Recently a colleague told me Google had published new, interesting data sets at BigQuery. I found a lot of Reddit data as well, so I quickly tried running BigQuery with these text data to see what I could produce. After getting some pretty interesting results, I wanted to see if I could implement the same analysis with SAS and if using SAS Text Mining you would get deeper insights than simple queries. So, I tried SAS with Reddit comments data and I’d like to share my analyses and findings with you.
Analysis 1: Significant Words
To get started with BigQuery, I googled what others were sharing regarding BigQuery and Reddit, and I found USING BIGQUERY WITH REDDIT DATA. In this article the author posted a query statement about extracting significant words from Politics subreddit. I then wrote a SAS program to mimic this query and I got following data with the July of Reddit comments. The result is not completely same as the one from BigQuery, since I downloaded the Reddit data from another web site and used SAS Text Parsing action to parse the comments into tokens rather than just splitting tokens by white space.
Analysis 2: Daily Submissions
The words Trump and Hillary in the list raised my interest and begged for further analysis. So, I did a daily analysis to understand how hot Trump and Hillary were during this month. I filtered all comments mentioning Trump or Hillary under Politics subreddit and counted total submissions per day. The resulting time series plot is shown below.
I found several spikes in the plot, which happened on 2016/7/5, 2016/7/12, 2016/7/21, and 2016/7/26.
Analysis 3: Topics Time Line
I wondered what Reddit users were concerned about on these specific days, so I extracted the top 10 topics from all comments submitted in July, 2016 within Politics subreddit and got the following data. These topics obviously focused on several aspects, such as vote, president candidates, party, and hot news such as Hillary’s email probe.
The topics showed what people were concerned about in the whole month, but I need further investigation in order to explain which topic mostly contributed to the four spikes. The topics’ time series plot helped me find the answer.
Some topics’ time series trends are very close and it is hard to determine which topic contributed mostly, so I got the top contribution topic based on their daily percentage growth. The top growth topic on July 05 is “emails, dnc, +server, hillary, +classify”, which has 256.23 times of growth.
Its time series plot also shows a high spike on July 05. Then, I googled with “July 5, 2016 emails dnc server hillary classify” and I got following news.
There is no doubt the spike on July 05 is related to the FBI’s decision about Clinton’s email probe. In order to confirm this, I extracted the Top 20 Reddit comments submitted on July 05 according to its Reddit score. I quoted partial comment from the top one and I found the link in the comment was included in the Google’s search result.

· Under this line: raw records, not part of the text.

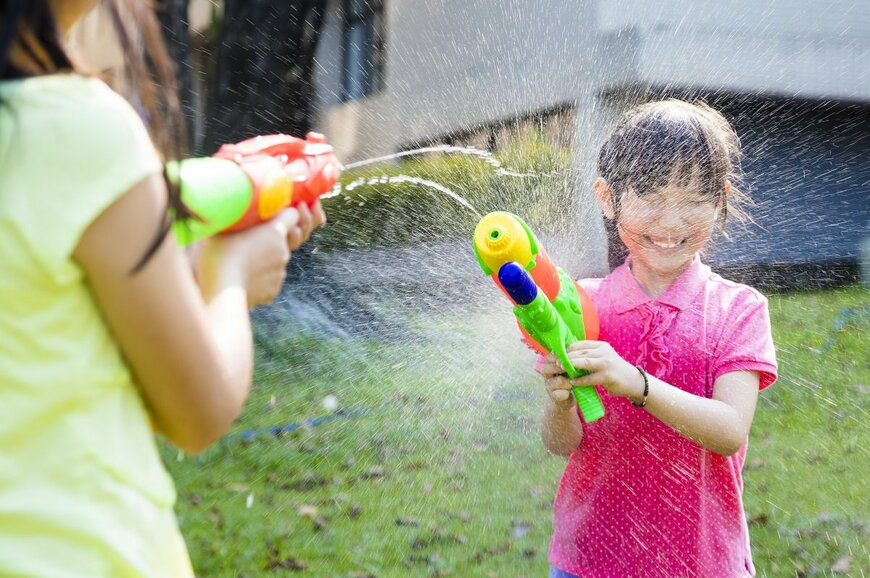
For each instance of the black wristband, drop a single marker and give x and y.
(645, 388)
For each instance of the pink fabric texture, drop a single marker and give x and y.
(636, 498)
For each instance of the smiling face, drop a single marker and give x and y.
(663, 229)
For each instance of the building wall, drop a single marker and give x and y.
(452, 64)
(791, 74)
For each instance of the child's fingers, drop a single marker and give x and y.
(559, 388)
(552, 369)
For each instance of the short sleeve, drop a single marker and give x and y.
(747, 342)
(78, 148)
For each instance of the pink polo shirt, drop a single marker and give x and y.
(637, 499)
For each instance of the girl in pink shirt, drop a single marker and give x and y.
(653, 489)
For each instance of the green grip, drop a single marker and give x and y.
(216, 190)
(542, 321)
(589, 402)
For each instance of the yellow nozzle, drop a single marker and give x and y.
(501, 237)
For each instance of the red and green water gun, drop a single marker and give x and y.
(250, 182)
(552, 310)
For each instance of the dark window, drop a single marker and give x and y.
(363, 48)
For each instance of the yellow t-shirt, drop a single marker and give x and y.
(82, 489)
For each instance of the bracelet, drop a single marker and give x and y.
(645, 388)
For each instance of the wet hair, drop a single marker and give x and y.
(30, 24)
(675, 142)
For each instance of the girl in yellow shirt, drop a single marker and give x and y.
(106, 327)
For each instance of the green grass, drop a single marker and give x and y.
(444, 474)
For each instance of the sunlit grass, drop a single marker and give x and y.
(437, 467)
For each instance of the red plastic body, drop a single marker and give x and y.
(310, 164)
(547, 279)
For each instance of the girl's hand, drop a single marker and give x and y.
(606, 368)
(556, 382)
(254, 259)
(309, 219)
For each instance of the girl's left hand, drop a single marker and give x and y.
(606, 368)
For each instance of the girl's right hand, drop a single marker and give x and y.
(556, 382)
(253, 259)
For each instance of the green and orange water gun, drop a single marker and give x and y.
(250, 182)
(552, 310)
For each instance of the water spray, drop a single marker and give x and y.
(552, 310)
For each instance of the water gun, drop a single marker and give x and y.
(552, 310)
(250, 182)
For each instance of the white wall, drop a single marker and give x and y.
(452, 64)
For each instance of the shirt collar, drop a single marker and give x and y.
(679, 295)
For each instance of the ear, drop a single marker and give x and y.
(604, 196)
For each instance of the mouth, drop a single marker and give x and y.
(665, 244)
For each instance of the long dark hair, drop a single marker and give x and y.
(30, 24)
(656, 141)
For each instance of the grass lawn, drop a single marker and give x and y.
(434, 467)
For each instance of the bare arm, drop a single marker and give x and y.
(720, 424)
(190, 351)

"...under normal circumstances, security clearances would be revoked. " This is your FBI. EDIT: I took paraphrased quote, this is the actual quote as per https://www.fbi.gov/news/pressrel/press-releases/statement-by-fbi-director-james-b.-comey-on-the-investigation-of-secretary-hillary-clintons-use-of-a-personal-e-mail-system - "

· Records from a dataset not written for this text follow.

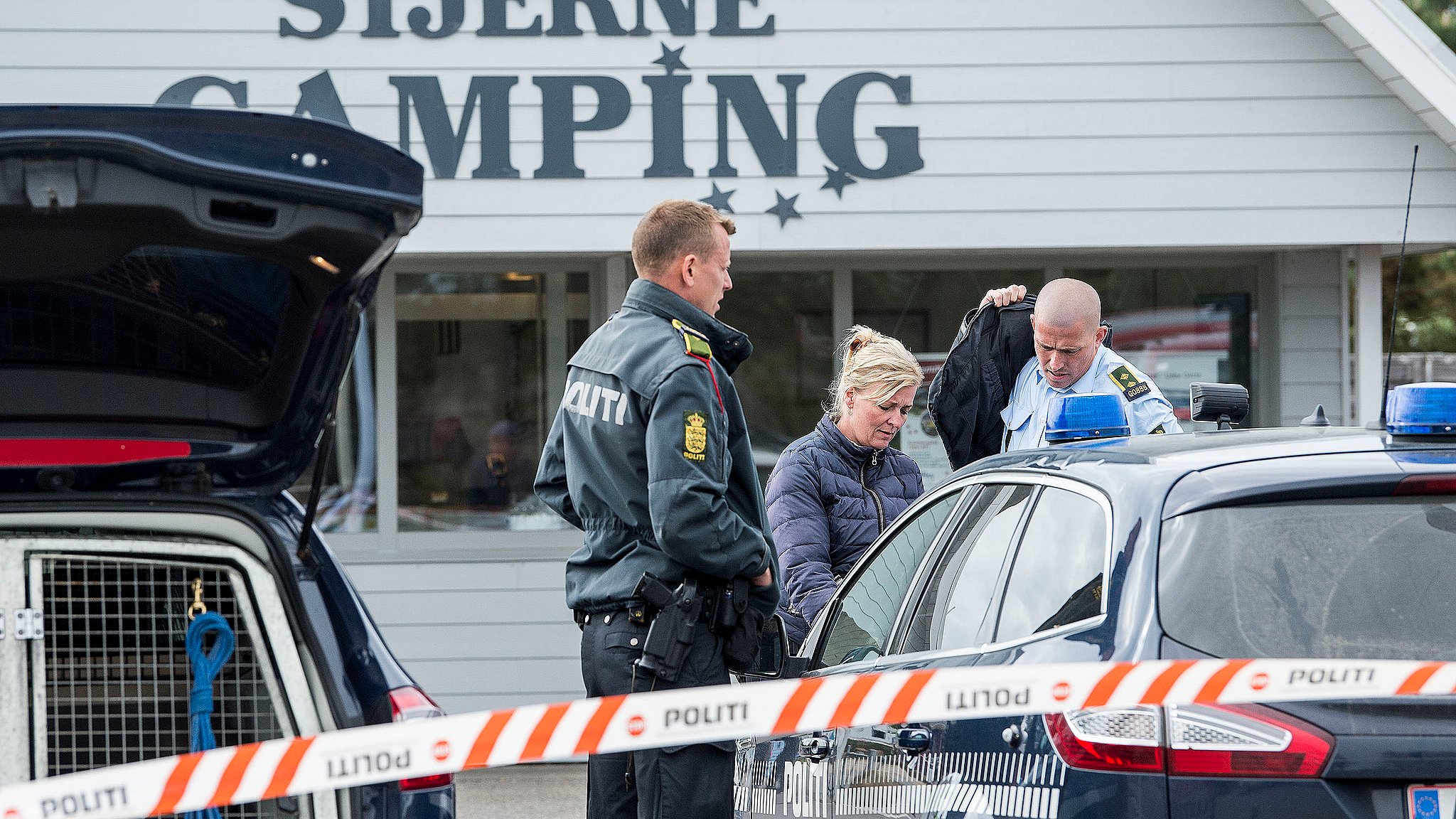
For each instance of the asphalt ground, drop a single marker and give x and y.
(539, 792)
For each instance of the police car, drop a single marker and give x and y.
(179, 298)
(1278, 542)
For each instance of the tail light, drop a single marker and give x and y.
(405, 706)
(1110, 739)
(1192, 741)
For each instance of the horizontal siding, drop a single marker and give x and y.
(483, 634)
(1068, 124)
(935, 230)
(456, 576)
(1311, 336)
(790, 15)
(481, 608)
(823, 48)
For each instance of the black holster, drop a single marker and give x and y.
(672, 633)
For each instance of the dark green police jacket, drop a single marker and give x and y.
(650, 455)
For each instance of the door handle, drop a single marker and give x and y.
(814, 748)
(914, 741)
(1012, 735)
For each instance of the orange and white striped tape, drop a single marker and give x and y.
(387, 752)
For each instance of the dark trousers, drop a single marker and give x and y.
(687, 780)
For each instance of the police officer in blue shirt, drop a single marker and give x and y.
(650, 458)
(1071, 358)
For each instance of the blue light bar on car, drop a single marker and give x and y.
(1421, 410)
(1082, 417)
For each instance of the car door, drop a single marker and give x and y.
(1051, 609)
(797, 776)
(892, 770)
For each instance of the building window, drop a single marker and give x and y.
(790, 319)
(475, 394)
(1183, 326)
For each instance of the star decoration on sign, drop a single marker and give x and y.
(672, 59)
(837, 181)
(719, 200)
(783, 209)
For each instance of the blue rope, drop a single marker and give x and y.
(204, 670)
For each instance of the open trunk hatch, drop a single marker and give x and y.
(181, 277)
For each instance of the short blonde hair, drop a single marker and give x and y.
(875, 365)
(672, 230)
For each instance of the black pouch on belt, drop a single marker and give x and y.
(742, 645)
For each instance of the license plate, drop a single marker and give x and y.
(1430, 802)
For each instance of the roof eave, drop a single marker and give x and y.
(1403, 51)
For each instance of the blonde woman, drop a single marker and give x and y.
(839, 487)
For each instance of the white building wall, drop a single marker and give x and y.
(1064, 124)
(1311, 333)
(476, 634)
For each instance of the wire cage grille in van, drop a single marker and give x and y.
(117, 675)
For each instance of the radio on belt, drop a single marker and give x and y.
(1426, 408)
(1082, 417)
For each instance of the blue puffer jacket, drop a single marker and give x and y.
(829, 499)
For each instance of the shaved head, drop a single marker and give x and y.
(1068, 304)
(1066, 333)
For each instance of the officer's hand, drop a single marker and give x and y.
(1005, 296)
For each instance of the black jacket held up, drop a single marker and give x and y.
(976, 381)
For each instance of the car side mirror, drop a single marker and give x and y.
(1226, 404)
(774, 660)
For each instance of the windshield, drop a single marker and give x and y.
(173, 312)
(1353, 577)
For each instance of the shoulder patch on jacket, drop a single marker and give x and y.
(1128, 382)
(695, 434)
(693, 343)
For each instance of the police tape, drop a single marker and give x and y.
(447, 745)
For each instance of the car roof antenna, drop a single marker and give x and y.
(1396, 301)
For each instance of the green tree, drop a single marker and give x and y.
(1426, 319)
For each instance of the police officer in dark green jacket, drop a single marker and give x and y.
(650, 456)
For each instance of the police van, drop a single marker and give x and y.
(179, 296)
(1280, 542)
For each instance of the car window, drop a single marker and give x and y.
(868, 606)
(161, 309)
(1057, 574)
(957, 601)
(1366, 577)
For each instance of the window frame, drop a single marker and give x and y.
(1010, 567)
(906, 620)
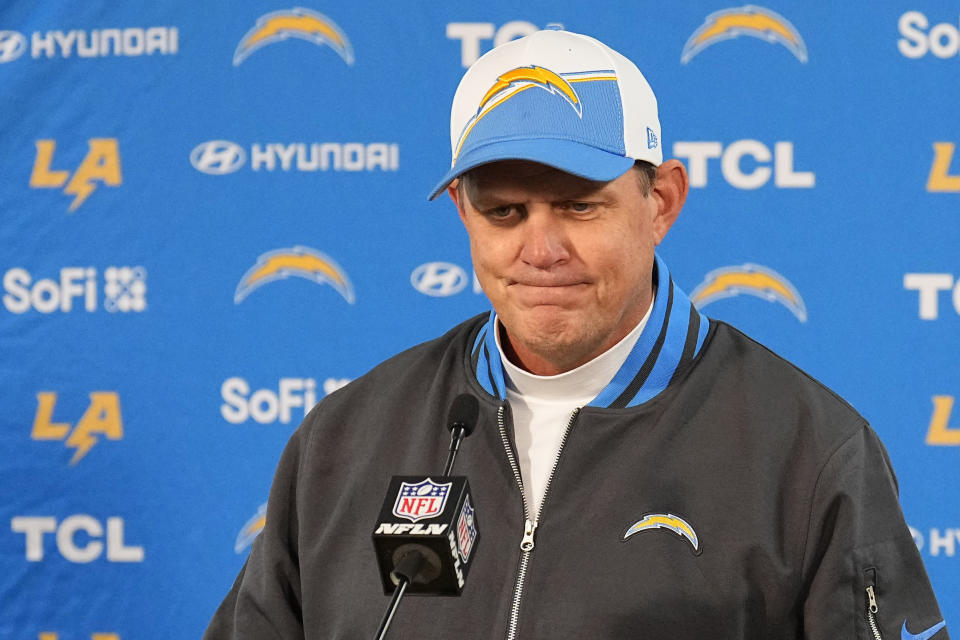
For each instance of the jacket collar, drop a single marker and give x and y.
(673, 337)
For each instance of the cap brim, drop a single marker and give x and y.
(566, 155)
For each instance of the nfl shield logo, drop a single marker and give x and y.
(466, 530)
(421, 500)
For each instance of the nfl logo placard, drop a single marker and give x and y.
(421, 500)
(466, 530)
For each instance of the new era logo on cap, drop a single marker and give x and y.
(555, 97)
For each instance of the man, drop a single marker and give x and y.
(639, 470)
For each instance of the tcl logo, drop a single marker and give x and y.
(472, 34)
(76, 548)
(929, 286)
(699, 154)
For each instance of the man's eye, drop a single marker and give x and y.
(501, 212)
(580, 207)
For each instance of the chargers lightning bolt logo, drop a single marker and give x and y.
(301, 262)
(516, 81)
(749, 279)
(749, 20)
(294, 23)
(668, 521)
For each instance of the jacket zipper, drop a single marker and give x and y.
(529, 526)
(872, 607)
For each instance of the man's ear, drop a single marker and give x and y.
(670, 192)
(454, 192)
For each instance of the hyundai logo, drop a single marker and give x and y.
(217, 157)
(438, 279)
(12, 45)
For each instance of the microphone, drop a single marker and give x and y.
(426, 534)
(462, 419)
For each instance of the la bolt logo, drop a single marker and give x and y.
(76, 548)
(101, 164)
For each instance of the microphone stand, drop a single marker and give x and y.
(413, 561)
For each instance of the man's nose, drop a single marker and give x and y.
(545, 241)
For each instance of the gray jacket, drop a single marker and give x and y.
(712, 491)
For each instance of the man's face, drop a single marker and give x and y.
(566, 262)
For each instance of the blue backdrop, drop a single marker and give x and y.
(213, 214)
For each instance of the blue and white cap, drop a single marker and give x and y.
(558, 98)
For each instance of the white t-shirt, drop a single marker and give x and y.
(542, 407)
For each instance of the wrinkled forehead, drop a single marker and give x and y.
(522, 179)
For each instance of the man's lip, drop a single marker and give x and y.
(546, 285)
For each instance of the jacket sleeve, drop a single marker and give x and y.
(265, 600)
(865, 577)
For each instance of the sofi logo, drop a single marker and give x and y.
(53, 635)
(474, 36)
(918, 38)
(763, 164)
(75, 289)
(940, 433)
(95, 541)
(241, 403)
(929, 287)
(101, 419)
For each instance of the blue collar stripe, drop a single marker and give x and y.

Similar analysis was done on the other three days and the hot topics as follows.
Interestingly, one person did a sentiment analysis with Twitter data and the tweet submission trend of July looks the same as Reddit.
And in this blog, he listed several important events that happened in July.

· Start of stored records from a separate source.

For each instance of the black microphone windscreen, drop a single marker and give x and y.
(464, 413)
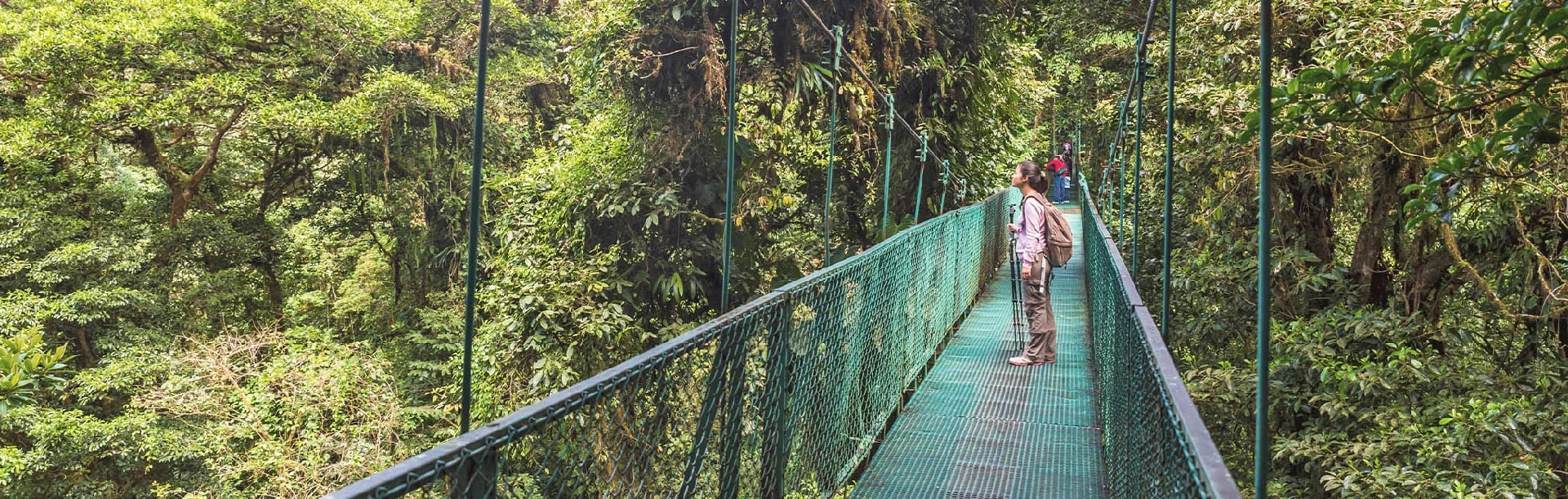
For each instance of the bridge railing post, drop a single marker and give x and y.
(777, 432)
(475, 478)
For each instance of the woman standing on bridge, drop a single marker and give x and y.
(1041, 347)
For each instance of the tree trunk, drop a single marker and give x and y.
(1368, 267)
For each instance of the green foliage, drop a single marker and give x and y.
(29, 368)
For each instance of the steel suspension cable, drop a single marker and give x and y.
(1261, 454)
(1170, 162)
(1137, 162)
(833, 146)
(475, 199)
(729, 156)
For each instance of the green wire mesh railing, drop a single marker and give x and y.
(783, 396)
(1156, 444)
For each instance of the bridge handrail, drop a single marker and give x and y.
(1136, 470)
(745, 381)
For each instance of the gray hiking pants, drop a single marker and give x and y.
(1037, 306)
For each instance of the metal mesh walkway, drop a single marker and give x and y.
(980, 429)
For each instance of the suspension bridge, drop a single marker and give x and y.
(884, 374)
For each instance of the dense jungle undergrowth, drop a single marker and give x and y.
(231, 233)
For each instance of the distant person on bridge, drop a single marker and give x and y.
(1032, 238)
(1058, 179)
(1068, 158)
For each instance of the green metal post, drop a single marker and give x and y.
(1261, 452)
(1137, 170)
(1078, 156)
(920, 184)
(833, 146)
(475, 199)
(888, 168)
(1170, 163)
(729, 158)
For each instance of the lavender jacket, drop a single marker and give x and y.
(1032, 238)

- July 5th: the FBI says it’s not going to end Clinton’s email probe and will not recommend prosecution.
- July 12th: Bernie Sanders endorses Hillary Clinton for president.
- July 21st: Donald Trump accepts the Republican nomination.
- July 25-28: Clinton accepts nomination in the DNC.
It showcased that different social media data have similar response trends on the same events.
Now I know why these spikes happened. However, more questions came to my mind.
- Who started posting these news?
- Were there cyber armies?
- Who were opinion leaders in the politics community?
I believe all these questions can be answered by analyzing the data with SAS.